Giritinib significantly increases survival odds in patients with FLT3-mutated acute myeloid leukemia

Gilitinib (Gilteritinib), as an innovative targeted therapy, has shown remarkable efficacy in the treatment of patients with FLT3 mutated acute myeloid leukemia (AML) in recent years. FLT3gene mutations are the most common type of AML, and the prognosis of such patients is usually poor. The introduction of giritinib not only provides patients with a new treatment strategy, but also significantly improves the patient's survival probability.

FLT3 mutations are mainly divided into two types: internal tandem repeats (ITD) and tyrosine kinase domain (TKD) point mutations. These mutations lead to abnormal activation of the FLT3 receptor, thereby promoting the proliferation of leukemia cells. By specifically inhibiting the activity of the FLT3 receptor, giritinib blocks abnormal signaling pathways and effectively controls the development of leukemia. This mechanism makes giritinib an ideal therapeutic drug for patients with FLT3 mutated AML.

Multiple clinical studies have confirmed the efficacy of gilitinib in patients with FLT3 mutated AML. In particular, in a pivotal phase 3 clinical trial, giritinib was directly compared with salvage chemotherapy, and the results showed the significant advantages of giritinib.

Specifically, in this trial, patients with FLT3mutated relapsed or refractory AML were divided into two groups, with one receiving giritinib and the other receiving salvage chemotherapy. The study results showed that the median progression-free survival time of the giritinib group was 2.8 months, which was significantly higher than the 0.7 months of the chemotherapy group. At the same time, the proportion of patients who achieved complete remission in the gilitinib group was also significantly higher than that in the chemotherapy group. These data fully demonstrate the significant efficacy of giritinib in the treatment of patients with FLT3 mutated AML.

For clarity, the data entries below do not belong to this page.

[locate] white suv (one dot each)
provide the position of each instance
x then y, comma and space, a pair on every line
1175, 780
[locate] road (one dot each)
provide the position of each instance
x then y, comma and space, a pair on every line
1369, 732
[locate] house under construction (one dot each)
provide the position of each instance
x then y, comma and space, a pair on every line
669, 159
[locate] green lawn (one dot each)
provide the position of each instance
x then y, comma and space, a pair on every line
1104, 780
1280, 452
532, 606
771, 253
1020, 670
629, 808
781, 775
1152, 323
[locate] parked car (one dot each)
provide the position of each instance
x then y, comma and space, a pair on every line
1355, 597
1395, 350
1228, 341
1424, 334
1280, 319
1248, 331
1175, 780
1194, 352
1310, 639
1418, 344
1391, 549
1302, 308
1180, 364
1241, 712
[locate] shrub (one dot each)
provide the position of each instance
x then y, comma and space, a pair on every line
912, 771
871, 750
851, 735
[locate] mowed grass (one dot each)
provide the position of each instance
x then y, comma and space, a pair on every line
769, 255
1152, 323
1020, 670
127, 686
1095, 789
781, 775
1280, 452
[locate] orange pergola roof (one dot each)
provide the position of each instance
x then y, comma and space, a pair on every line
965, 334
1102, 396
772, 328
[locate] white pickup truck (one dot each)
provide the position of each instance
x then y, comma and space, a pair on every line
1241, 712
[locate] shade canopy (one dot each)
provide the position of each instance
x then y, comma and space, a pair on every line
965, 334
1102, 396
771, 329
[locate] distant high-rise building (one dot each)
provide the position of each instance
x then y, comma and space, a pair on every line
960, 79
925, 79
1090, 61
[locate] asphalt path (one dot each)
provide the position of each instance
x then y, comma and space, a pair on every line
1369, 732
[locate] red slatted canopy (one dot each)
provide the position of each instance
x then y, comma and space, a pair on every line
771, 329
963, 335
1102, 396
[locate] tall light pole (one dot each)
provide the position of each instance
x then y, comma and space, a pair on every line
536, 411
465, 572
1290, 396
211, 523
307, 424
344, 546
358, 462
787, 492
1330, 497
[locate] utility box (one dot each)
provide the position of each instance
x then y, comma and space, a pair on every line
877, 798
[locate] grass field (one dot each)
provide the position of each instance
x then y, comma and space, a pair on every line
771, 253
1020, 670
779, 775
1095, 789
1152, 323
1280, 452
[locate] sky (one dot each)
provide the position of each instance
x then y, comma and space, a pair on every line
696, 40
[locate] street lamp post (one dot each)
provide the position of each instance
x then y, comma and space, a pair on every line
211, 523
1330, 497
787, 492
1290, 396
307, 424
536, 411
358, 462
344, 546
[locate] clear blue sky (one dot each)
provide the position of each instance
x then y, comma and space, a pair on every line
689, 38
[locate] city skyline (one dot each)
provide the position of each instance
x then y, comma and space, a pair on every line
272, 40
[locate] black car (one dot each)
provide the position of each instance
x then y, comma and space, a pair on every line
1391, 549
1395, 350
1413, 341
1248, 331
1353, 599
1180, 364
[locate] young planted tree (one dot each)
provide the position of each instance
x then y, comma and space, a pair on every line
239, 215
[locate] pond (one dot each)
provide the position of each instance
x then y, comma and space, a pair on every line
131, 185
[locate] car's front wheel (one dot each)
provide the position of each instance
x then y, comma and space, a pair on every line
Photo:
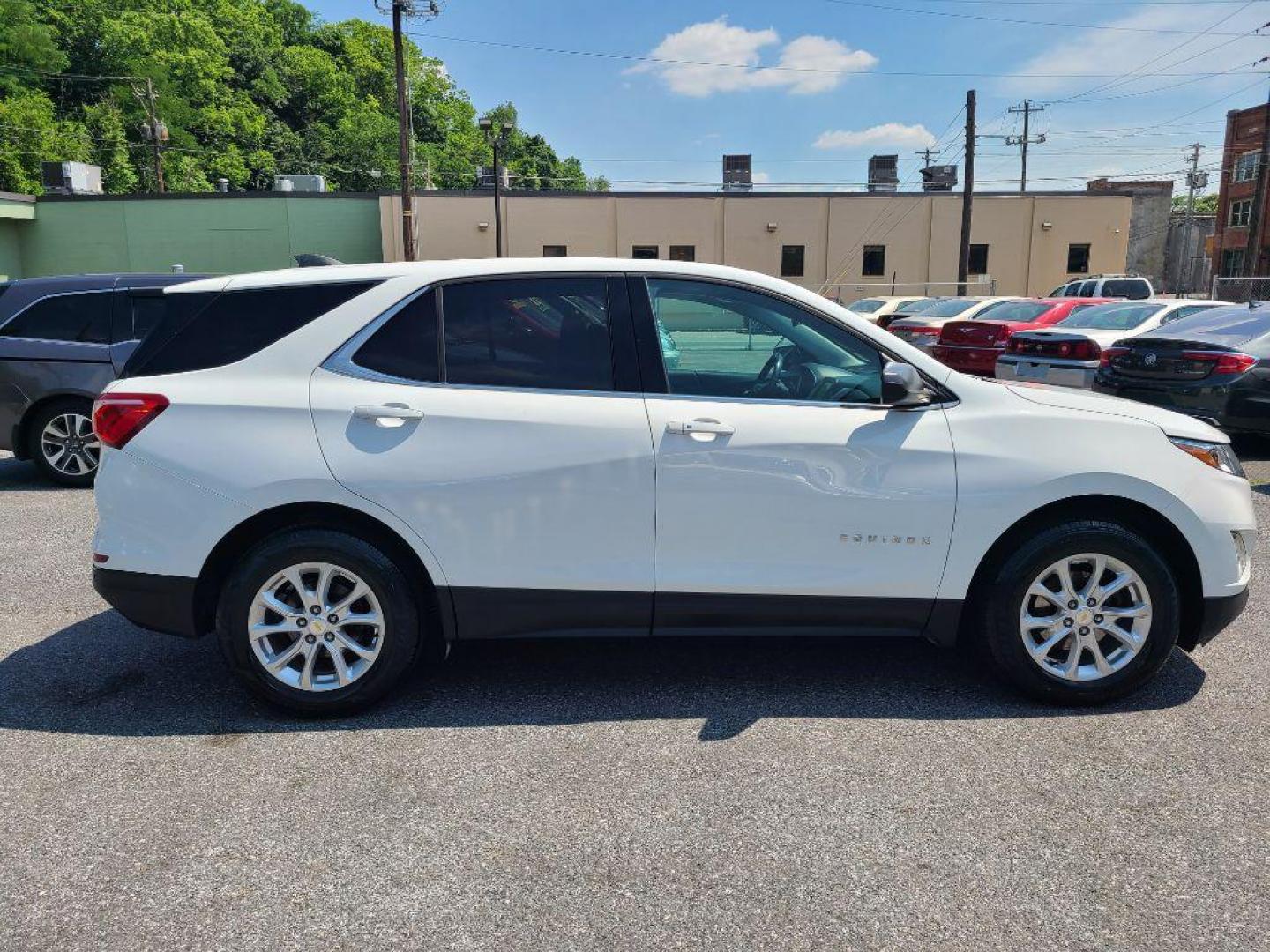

In addition, giritinib has been shown to be effective against two common FLT3 mutations - FLT3-ITD and F The inhibitory effect of LT3-TKD further enhances its therapeutic status in patients with FLT3mutationsAML.

The safety of giritinib has also been fully verified in clinical trials. Although some patients may experience some adverse reactions, these reactions are generally expected and can be controlled with appropriate medical management. Compared with traditional chemotherapy drugs, giritinib has relatively minor side effects, significantly improving patients' quality of life.

The emergence of geritinib provides a new treatment option for FLT3 mutated AML patients. Its unique targeting mechanism makes giritinib expected to become one of the standard treatments for newly diagnosed patients in the future. At the same time, giritinib is also expected to be used in combination with other drugs to produce better therapeutic effects. With the continuous deepening of clinical research and the progress of drug development, we expect that giritinib can bring better therapeutic effects and quality of life to more AML patients in the future.

Most importantly, giritinib significantly increased the odds of survival in patients with FLT3mutationsAML. In one clinical trial, patients treated with giritinib had a median overall survival of 9.3 months, compared with 5.6 months in the control group. This data fully illustrates the significant effect of giritinib in prolonging patient survival. At the same time, giritinib can also increase the complete remission rate of patients and further improve the prognosis of patients.